The Legend of Zelda was all about exploration. Its open-endedness and unique item-based structure rewarded inquisitive thinking and investigation as opposed to quick reactions and repetition, and there is a certain childish liveliness about it that has remained at the core of the Zelda series - go there, try this, find that, and maybe something really, really cool will happen. The title sequence gave a tantalising glimpse of all the exciting things to be found in Hyrule under the amusing heading 'All Of Treasure', and the only thing stopping eager players from running all over the map searching for caves and Rupees and items and new dungeons was its considerable difficulty. How kids of six and seven managed to complete this was a mystery to me when I was that age, and it remains so now.
The Legend of Zelda is easy to criticise when you play it today, as many new Wii owners will over the coming weeks thanks to the Virtual Console. Its freedom of design looks like aimlessness now, and it's very easy to get lost and frustrated at its general lack of structure and guidance (and its difficulty). Its key attraction - that is, the freedom and joy of exploration - is a theme that runs through the entire series, and there is nothing else here that hasn't been bettered by a later, more sophisticated Zelda title. TLoZ was incredible for its time, but there's little point in banging on about cartridge saves and the revolutionary concept of items now that it's 2006 and the word 'free-roaming' appears on pretty much every game's Features List. The Legend of Zelda was charming and wonderful in 1986, and its influence was enormous, but any new Wii owners who didn't play it in their childhood would probably be justified in throwing the controller at the screen and going back to Twilight Princess within ten minutes of downloading it.
Zelda II: The Adventure of Link, 1987
"If all else fails, use fire!"
Zelda II is often regarded as the black sheep of the Zelda family, mostly because it is completely devoid of almost all of the characteristics that define a 2D Zelda game: it's not top-down, it's not really free-roaming, it has experience points and levels, and the aim is to restore various magical artefacts to dungeons as opposed to retrieving them from them. It's rather difficult to see exactly why Zelda II turned out as it did - given that console RPGs were very much an emergent genre at the time, it seems unlikely that it was specifically designed to ape them. It seemed to abandon the themes of exploration and discovery in favour of a more complex action-based combat system, which remains its most interesting feature. Perhaps it was just a matter of deliberate innovation (or deviation, indeed), but demonstrably the series didn't stick with this structure - which soon became a conventional early-RPG template - for very long.

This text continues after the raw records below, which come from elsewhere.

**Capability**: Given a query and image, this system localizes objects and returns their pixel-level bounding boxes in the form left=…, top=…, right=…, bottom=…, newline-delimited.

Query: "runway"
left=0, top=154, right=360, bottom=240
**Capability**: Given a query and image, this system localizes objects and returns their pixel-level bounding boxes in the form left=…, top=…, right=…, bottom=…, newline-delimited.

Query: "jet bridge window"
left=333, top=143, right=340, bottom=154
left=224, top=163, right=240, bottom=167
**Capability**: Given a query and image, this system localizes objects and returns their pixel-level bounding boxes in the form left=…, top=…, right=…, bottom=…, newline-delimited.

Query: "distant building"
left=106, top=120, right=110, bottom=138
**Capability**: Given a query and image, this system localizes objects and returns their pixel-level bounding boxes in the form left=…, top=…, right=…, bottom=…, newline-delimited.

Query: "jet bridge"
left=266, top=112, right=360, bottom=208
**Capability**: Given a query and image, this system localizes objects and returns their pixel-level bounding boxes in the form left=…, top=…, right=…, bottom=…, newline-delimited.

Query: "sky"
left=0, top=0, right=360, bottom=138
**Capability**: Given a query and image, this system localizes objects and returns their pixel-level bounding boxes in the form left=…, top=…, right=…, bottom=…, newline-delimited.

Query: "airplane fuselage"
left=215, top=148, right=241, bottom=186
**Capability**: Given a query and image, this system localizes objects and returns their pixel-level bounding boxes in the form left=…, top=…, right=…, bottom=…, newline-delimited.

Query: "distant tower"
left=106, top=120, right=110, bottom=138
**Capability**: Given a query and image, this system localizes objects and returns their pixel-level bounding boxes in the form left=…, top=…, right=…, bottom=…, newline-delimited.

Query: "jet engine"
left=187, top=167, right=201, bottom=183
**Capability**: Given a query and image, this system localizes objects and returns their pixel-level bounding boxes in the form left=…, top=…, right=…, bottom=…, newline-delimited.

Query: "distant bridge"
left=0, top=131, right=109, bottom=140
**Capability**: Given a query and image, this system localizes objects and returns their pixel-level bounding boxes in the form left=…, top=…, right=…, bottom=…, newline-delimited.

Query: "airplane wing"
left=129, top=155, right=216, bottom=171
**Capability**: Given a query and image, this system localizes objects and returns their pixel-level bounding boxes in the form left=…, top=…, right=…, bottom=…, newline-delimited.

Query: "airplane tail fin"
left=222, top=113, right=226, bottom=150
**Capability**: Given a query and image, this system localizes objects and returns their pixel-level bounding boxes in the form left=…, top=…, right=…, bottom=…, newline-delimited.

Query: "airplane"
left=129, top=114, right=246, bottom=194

Still, there it was. It seems fatuous to say that Adventure of Link is like Super Mario and Legend of Zelda smooshed together, but visually at least that is a fairly accurate description. The overworld is top-down, but it is a method of getting from place to place (in the manner of Breath of Fire et al) as opposed to a cohesive whole. Dungeons, towns and other places of interest are side-scrolling and the game plays largely like a platformer, aside from the ingenious combat. It's also infuriatingly difficult, even more so than its predecessor - clever AI, smart and precise platforming and limited lives make completing this a rather extreme challenge.
Zelda II did develop the series in many ways, introducing magic and a dark-fairy-tale storyline that seems to lay a lot of the groundwork for Link to the Past's. NPCs and towns also play a much greater part in the adventure than The Legend of Zelda's kind-but-completely-one-dimensional cave-dwellers, who seemed to exist solely to dole out swords and potions. Oddly, Adventure of Link is actually more interesting to play today than The Legend of Zelda, although the latter is unquestionably the better game; it is still so curiously different from the other games in the series, and indeed from almost all other games of its time, that it retains considerable novelty value.